Brzezinski’nin The New York Times’daki yorumunda (13/02), artık “Hegemonya Sonrası Çağ”da (“Post-Hegemonic Age”) yaşadığımıza ilişkin, dünyayı ABD-Çin işbirliği merceğinden bakarak değerlendiren savlarını okuyunca, “ustanın” olayların gerisinde kalmaya başladığını düşündüm.
Gerçekten de bir gün önce Başkan Obama “Ulusun Durumu” konuşmasında, ABD ile AB arasında, kapsamlı bir ticaret ve yatırım anlaşması için görüşmelerin başlayacağını açıklamıştı. Obama’nın konuşmasında bu konuya bir cümleyle de olsa yaptığı vurgunun, Atlantik’in iki yakasında büyük heyecan yaratması (Bloomberg, Financal Times, The Washington Post) Alman basınında desteklenmeye değer bir “Ekonomik NATO” (Süddeutsche Zeitung, Der Spiegel, 14/02) olarak nitelenmesi, karşımızda yeni bir hegemonya projesi olduğuna işaret ediyordu.

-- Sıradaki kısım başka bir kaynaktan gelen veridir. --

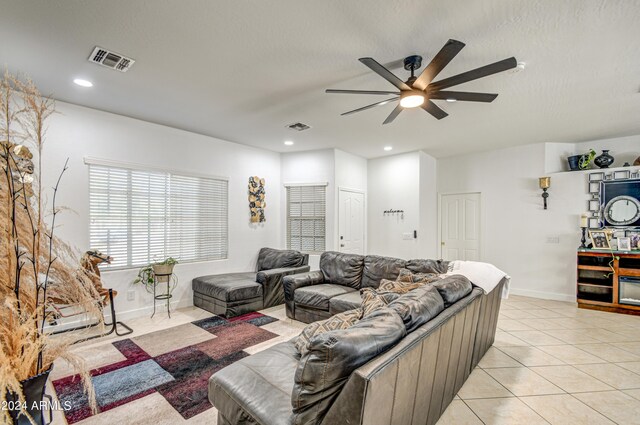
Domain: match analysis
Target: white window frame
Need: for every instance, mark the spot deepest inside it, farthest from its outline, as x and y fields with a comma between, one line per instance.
x=221, y=189
x=322, y=218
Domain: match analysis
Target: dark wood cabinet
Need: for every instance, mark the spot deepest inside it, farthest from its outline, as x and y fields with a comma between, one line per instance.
x=609, y=280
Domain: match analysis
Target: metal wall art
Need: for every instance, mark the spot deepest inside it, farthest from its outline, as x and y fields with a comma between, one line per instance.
x=257, y=202
x=595, y=180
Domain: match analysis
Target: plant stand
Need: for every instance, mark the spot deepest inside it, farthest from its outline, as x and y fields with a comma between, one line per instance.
x=164, y=296
x=113, y=326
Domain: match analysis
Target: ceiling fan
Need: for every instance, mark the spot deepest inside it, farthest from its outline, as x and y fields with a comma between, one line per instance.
x=421, y=90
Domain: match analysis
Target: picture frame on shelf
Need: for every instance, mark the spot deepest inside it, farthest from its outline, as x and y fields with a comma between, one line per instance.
x=622, y=174
x=599, y=239
x=624, y=244
x=596, y=177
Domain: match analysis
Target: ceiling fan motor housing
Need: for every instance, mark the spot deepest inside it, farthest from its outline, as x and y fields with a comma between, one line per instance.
x=411, y=63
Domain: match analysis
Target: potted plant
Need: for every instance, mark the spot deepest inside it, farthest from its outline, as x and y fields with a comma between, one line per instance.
x=159, y=272
x=35, y=266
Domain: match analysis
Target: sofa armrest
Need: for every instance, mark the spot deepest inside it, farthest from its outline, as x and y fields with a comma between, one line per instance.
x=272, y=283
x=293, y=282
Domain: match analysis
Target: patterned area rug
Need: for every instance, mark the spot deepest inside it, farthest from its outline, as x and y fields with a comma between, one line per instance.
x=175, y=363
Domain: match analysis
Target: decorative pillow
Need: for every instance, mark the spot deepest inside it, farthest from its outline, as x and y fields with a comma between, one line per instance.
x=333, y=356
x=343, y=320
x=372, y=300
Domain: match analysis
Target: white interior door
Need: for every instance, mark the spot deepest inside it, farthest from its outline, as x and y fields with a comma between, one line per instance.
x=460, y=226
x=351, y=222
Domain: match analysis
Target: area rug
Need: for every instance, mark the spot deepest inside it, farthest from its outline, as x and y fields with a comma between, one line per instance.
x=175, y=363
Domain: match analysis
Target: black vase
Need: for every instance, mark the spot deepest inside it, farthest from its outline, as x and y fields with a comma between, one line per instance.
x=604, y=160
x=33, y=389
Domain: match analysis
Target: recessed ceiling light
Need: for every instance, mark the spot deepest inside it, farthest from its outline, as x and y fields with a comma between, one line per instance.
x=411, y=100
x=83, y=83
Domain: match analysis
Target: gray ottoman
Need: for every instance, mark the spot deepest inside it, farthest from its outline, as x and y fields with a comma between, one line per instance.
x=228, y=295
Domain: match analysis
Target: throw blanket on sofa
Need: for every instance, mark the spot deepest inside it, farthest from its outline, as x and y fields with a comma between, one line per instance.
x=484, y=275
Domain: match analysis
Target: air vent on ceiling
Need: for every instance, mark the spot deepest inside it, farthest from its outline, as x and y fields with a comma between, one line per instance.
x=110, y=59
x=298, y=126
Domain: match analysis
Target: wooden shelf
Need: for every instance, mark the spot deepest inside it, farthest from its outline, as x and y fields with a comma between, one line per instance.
x=605, y=296
x=596, y=268
x=596, y=285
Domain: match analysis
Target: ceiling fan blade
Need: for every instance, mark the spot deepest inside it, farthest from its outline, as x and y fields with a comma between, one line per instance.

‘Hegemonya Sonrası Çağ’ ve ‘ölçek’ sorunu
Aslında Brzezinski yorumunda, “Bir ABD-Çin çatışması/savaşı yaşanır mı” sorusuna olumsuz bir cevap verirken dünya ekonomisinin bütünleşme düzeyine, nükleer silahların yaratması olası yıkıma, ABD ve Çin arasında bir ideolojik kutuplaşmanın yokluğuna, buna karşılık iki ülke arasındaki kültürel ekonomik etkileşime vurgu yapıyordu. Brzezinski’nin yorumunun akışından, dünyanın tek bir ülkenin ekonomik, siyasal egemenliği altına giremeyecek kadar büyük ve karmaşık olduğunu düşündüğü de anlaşılıyordu.
Bence bunlar (nükleer silahlar, büyüklük/ölçek sorunu dışındaki gerekçeler, I. Dünya Savaşı öncesi için de geçerli olsa da) genelde kabul edilebilir savlar.
“Nükleer silahlar barışın garantisidir” savının, “Soğuk Savaş” döneminde çok tartışıldığını, en az bir kez bir nükleer çatışmanın (Küba krizi) kıyısından dönüldüğünü biliyoruz. Bu savın ana dayanağı, liderlerin akılcı davranacakları varsayımı. Ancak tarihten geçen dengesi bozuk lideri, hatta psikopatik eğilimlerin büyük liderliklerin belirgin özelliklerinden biri olduğunu anımsayarak bu sava fazla güvenmemek gerekiyor.
“Dünya tek bir ülkenin ekonomik, siyasi egemenliği altına giremeyecek kadar büyümüş, karmaşıklaşmıştır” saptaması, bence daha güvenilir bir sav. Gerçekten de dünya pazarının, kapitalizmin tarihine bakınca, hegemonya devreleriyle “ölçek sorunu” arasında tarihsel bir ilişki olduğu görülür (G. Arrighi, “Spatial and other ‘Fixes’ of Historical capitalism”, JWSR-V Yaz, 2004 p: 527-539).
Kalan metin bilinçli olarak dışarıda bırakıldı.